Any neighbors looking over the fence line that day might have thought they were witnessing a normal, healthy dog. They could not see the cancer dissolving the bone in her mouth, and they could not know she had avoided food for the better part of seven days. They could not feel the despair of the family as they had watched their dog surrender in a heap of lethargy each night. And so Bobby would sacrifice more time with his dog for the sake of her comfort, and her dignity—in his family’s memory, she would never be less than the Abby they knew.

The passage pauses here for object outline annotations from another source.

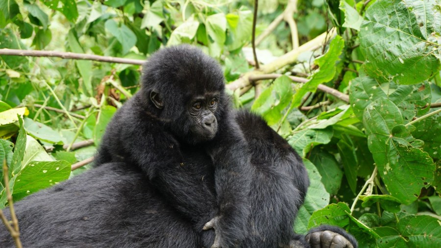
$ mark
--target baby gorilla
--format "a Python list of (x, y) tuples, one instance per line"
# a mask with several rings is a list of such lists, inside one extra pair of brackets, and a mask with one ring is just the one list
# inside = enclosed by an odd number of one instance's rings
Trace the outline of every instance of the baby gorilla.
[(249, 154), (244, 152), (246, 142), (224, 93), (221, 69), (214, 60), (188, 45), (162, 49), (144, 68), (141, 90), (107, 126), (96, 164), (123, 161), (136, 165), (168, 201), (187, 205), (189, 199), (181, 192), (189, 182), (175, 183), (180, 179), (173, 171), (186, 166), (183, 150), (202, 145), (215, 168), (218, 206), (203, 229), (215, 229), (212, 247), (240, 244), (249, 214), (251, 168)]

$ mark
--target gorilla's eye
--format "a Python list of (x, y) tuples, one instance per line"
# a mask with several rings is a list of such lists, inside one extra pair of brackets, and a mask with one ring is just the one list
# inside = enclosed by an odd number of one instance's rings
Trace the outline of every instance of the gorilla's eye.
[(193, 108), (196, 109), (196, 110), (198, 110), (200, 109), (200, 103), (197, 102), (195, 104), (193, 104)]

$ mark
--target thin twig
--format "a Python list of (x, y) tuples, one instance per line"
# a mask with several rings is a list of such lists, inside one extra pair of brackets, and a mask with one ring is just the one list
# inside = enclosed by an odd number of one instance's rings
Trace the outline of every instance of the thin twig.
[(311, 106), (302, 107), (300, 107), (300, 110), (303, 111), (309, 111), (310, 110), (311, 110), (318, 109), (318, 108), (320, 108), (321, 106), (329, 105), (330, 104), (331, 104), (330, 101), (325, 101), (324, 102), (320, 102), (319, 103), (317, 103), (317, 104), (314, 104), (314, 105)]
[[(74, 151), (74, 150), (76, 150), (77, 149), (81, 148), (82, 147), (85, 147), (86, 146), (89, 146), (90, 145), (94, 144), (94, 139), (91, 138), (89, 139), (86, 139), (85, 140), (82, 140), (79, 142), (77, 142), (76, 143), (74, 143), (72, 144), (72, 145), (71, 146), (71, 149), (69, 149), (70, 151)], [(69, 145), (67, 144), (65, 144), (63, 145), (63, 149), (66, 150), (69, 147)]]
[(57, 57), (63, 59), (93, 60), (101, 62), (109, 62), (130, 65), (143, 65), (144, 60), (124, 59), (116, 57), (99, 56), (85, 53), (56, 51), (39, 51), (37, 50), (21, 50), (18, 49), (0, 49), (0, 55), (29, 56), (31, 57)]
[(419, 121), (421, 120), (423, 120), (423, 119), (425, 119), (426, 118), (427, 118), (428, 117), (431, 116), (432, 115), (435, 115), (435, 114), (436, 114), (439, 113), (441, 113), (441, 109), (436, 110), (436, 111), (434, 111), (433, 112), (431, 112), (431, 113), (430, 113), (427, 114), (425, 114), (421, 117), (418, 117), (416, 119), (415, 119), (415, 120), (414, 120), (411, 121), (410, 122), (407, 123), (407, 124), (405, 125), (404, 126), (405, 126), (406, 127), (409, 127), (411, 125), (413, 125), (416, 122), (418, 122), (418, 121)]
[[(374, 183), (374, 179), (375, 178), (375, 176), (377, 175), (377, 166), (375, 166), (375, 168), (374, 168), (373, 172), (372, 173), (372, 175), (370, 176), (370, 177), (369, 178), (369, 179), (366, 181), (366, 182), (365, 183), (365, 185), (363, 185), (363, 187), (362, 188), (361, 190), (360, 191), (360, 193), (358, 193), (358, 195), (357, 195), (357, 197), (355, 197), (355, 199), (354, 200), (354, 203), (352, 203), (352, 205), (351, 206), (351, 213), (352, 213), (354, 212), (354, 209), (355, 208), (355, 205), (357, 204), (357, 202), (358, 201), (359, 198), (365, 192), (365, 190), (366, 189), (366, 188), (368, 187), (368, 185), (372, 184)], [(370, 192), (370, 194), (372, 194), (372, 192)]]
[(437, 102), (432, 103), (430, 105), (430, 108), (441, 108), (441, 102)]
[(300, 45), (297, 49), (294, 49), (282, 55), (274, 61), (262, 65), (259, 70), (254, 70), (243, 74), (239, 78), (227, 85), (226, 87), (233, 91), (238, 89), (246, 87), (251, 83), (249, 80), (250, 76), (271, 73), (285, 66), (293, 63), (297, 60), (299, 54), (319, 47), (323, 42), (327, 41), (327, 37), (333, 37), (336, 34), (335, 28), (333, 28), (329, 31), (329, 35), (327, 35), (327, 33), (323, 33)]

We all settled on the blanket, with Abby on Bobby’s lap. With my hands making a tourniquet, Dawn found the vein. Abby slept quickly. I placed the bell of my stethoscope over her chest—not only to hear her heart as it slowed and then stopped, but to block out the rawness of Bobby’s anguish. And then she left us peacefully.

Bobby covered her body with one of her favorite blankets. Slowly, he lifted the training whistle from his neck, and paused before gently laying it upon her. He then quietly spoke to Abby, private words I could not hear.

As Bobby raised himself from the hole, he looked at me. “A last toss?” 

I nodded.

He flipped the ball into the grave. “Get dem birds, Abby,” he whispered.

I grabbed the spade, but before I could deliver the first shovel of dirt, Bobby snatched it from my hands. “I got this,” he said. “I need to do this.”

When the hole was filled, Bobby carefully set Abby’s collar on the fresh dirt, adjusting it two or three times until he deemed it perfect. He turned to the cooler near the kids’ swing set and asked, “Now, who would like a beer?”

The four of us sat on the swings or leaned on the crossbars and swapped tales about the lives and deaths of animals we had owned and loved. We sipped and talked and teared up and laughed for half an hour. In that time there were moments of silence, where each of us held a private audience with some special animal as the tidal marsh patiently listened. My dog Nokomis was waiting at home. She, too, would have a last toss all too soon.

Bobby stared at the grave of the best dog he ever had, and the sound of the backwater seemed to speak to us. Close your eyes, my friend, throw it far, and toss it deep—Abby will forever carry it home.